The gluten free industry has made some incredible strides with regards to gluten free pasta these last few years. When I first went gluten free in 2010, the gluten free pasta choices were few and far between, and the choices we did have were – to put it nicely – not the best-tasting item I had ever eaten.
Thankfully, like many other areas of gluten free eating, we now have a variety of options when it comes to gluten free pasta. My favorite pasta is a mix of quinoa/corn, but brown rice is one of the most popular options as well. You should have no trouble finding gluten free pasta in grocery stores and health food stores these days.
Quinoa – The quinoa/corn pasta blend that we usually eat in our household is from Ancient Harvest. They give you a variety of options to choose from – elbows, linguine, penne, and garden pagodas. I am also a fan of the Schar brand pasta, but I have found that to be a little more pricey. To cook the quinoa pasta, you simply fill a medium-sized pot with water and bring to a boil. Add pasta for 6-9 minutes and remove from heat. Drain the water and serve with your favorite sauce.
Brown Rice Pasta – Brown rice pasta was almost always the de facto choice when encountering gluten free pasta at restaurants a few years back, but that is not the case now. In fact, one of my favorite Italian restaurants serves Schar brand pasta for their gluten free dishes. Anyways, cooking brown rice pasta is the same as quinoa pasta, but you will need to cook it for a longer time period. Instead of the 6-9 minutes above, brown rice pasta often needs to be cooked for 12-16 minutes or even longer. You want to test the brown rice pasta along the way, because it does not taste very good if under-cooked or over-cooked. Under-cooked brown rice pasta is too chewy, and not the good kind of chewy either. If you overcook it, it will become mushy and fall apart. Stir the brown rice pasta frequently while it is cooking.

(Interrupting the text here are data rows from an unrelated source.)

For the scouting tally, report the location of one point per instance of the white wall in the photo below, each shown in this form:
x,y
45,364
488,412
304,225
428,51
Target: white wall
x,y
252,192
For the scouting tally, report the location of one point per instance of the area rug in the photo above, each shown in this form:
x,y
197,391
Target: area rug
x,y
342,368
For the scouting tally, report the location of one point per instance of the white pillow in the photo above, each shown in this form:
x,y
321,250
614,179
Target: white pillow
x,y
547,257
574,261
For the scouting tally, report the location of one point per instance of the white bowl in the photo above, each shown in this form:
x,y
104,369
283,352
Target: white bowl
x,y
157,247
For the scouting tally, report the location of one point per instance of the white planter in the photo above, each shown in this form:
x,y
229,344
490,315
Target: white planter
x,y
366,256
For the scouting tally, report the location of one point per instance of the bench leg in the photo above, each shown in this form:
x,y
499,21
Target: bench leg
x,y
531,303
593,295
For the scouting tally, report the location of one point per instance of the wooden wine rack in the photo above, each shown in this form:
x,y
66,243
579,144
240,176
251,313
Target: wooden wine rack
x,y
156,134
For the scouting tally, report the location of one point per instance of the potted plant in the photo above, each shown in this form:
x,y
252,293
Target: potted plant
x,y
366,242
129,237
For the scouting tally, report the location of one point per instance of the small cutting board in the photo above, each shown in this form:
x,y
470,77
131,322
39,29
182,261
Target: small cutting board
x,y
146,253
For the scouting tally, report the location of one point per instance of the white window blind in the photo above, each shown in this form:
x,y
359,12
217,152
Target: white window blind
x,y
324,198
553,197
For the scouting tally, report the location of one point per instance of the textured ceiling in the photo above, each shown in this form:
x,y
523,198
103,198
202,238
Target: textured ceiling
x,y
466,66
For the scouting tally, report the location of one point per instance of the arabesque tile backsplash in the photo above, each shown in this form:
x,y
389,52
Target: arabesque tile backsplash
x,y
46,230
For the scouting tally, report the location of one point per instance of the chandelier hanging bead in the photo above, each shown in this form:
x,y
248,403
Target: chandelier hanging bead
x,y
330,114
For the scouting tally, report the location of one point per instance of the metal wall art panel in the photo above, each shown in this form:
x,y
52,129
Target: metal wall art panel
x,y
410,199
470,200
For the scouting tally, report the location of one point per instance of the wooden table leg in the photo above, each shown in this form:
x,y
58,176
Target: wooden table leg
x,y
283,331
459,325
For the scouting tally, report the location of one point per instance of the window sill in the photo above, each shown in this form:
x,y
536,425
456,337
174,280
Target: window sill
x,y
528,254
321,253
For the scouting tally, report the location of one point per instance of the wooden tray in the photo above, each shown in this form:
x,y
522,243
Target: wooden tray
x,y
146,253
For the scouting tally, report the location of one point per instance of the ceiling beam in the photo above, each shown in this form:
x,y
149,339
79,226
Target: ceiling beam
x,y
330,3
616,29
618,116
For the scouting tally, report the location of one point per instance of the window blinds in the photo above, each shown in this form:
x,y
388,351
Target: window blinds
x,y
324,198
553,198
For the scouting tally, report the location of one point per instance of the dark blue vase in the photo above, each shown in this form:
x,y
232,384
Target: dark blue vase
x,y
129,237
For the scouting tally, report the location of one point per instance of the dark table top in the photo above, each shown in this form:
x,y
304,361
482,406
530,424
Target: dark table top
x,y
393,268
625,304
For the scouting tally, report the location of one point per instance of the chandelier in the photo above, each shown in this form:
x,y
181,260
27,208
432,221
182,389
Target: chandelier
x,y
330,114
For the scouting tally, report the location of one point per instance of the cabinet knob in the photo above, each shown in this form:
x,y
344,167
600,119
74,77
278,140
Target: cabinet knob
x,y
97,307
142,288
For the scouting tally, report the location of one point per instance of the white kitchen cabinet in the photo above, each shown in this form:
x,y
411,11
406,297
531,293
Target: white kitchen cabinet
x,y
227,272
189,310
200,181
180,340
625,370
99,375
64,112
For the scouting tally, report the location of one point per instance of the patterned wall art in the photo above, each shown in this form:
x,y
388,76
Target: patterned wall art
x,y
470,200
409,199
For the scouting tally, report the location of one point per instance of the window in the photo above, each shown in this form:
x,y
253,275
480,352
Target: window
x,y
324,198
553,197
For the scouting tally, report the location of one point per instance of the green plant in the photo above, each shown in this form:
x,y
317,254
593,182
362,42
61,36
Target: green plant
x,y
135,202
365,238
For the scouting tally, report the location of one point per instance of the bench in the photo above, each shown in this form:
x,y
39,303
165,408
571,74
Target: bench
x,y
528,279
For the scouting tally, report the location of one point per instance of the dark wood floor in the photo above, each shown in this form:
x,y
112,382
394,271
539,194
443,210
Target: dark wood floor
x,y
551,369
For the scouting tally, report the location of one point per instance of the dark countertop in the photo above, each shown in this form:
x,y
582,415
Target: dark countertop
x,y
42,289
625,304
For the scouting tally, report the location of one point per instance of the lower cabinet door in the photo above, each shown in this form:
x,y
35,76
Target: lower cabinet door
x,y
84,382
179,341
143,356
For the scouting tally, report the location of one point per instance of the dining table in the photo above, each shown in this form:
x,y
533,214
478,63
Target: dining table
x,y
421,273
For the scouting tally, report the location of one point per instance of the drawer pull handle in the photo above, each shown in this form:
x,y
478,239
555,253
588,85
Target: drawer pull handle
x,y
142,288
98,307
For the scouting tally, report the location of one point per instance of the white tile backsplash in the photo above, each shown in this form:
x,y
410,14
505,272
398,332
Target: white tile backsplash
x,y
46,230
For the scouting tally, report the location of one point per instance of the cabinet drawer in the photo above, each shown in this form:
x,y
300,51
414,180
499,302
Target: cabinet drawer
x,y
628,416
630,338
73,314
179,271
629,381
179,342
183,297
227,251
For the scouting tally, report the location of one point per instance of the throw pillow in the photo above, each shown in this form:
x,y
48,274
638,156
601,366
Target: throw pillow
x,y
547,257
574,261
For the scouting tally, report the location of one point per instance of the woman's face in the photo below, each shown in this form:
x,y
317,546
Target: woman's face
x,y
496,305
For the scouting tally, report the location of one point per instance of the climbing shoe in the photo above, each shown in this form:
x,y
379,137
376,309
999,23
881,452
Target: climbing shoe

There are other types of gluten free pasta as well. I have seen one that uses a mixture of rice, potato and soy, another using just quinoa without corn, and still another using just whole grain rice. The preparation for these is going to be slightly different than the choices above, but you will be in good shape by following the directions on the box. Cooking pasta isn’t rocket science; you can do it!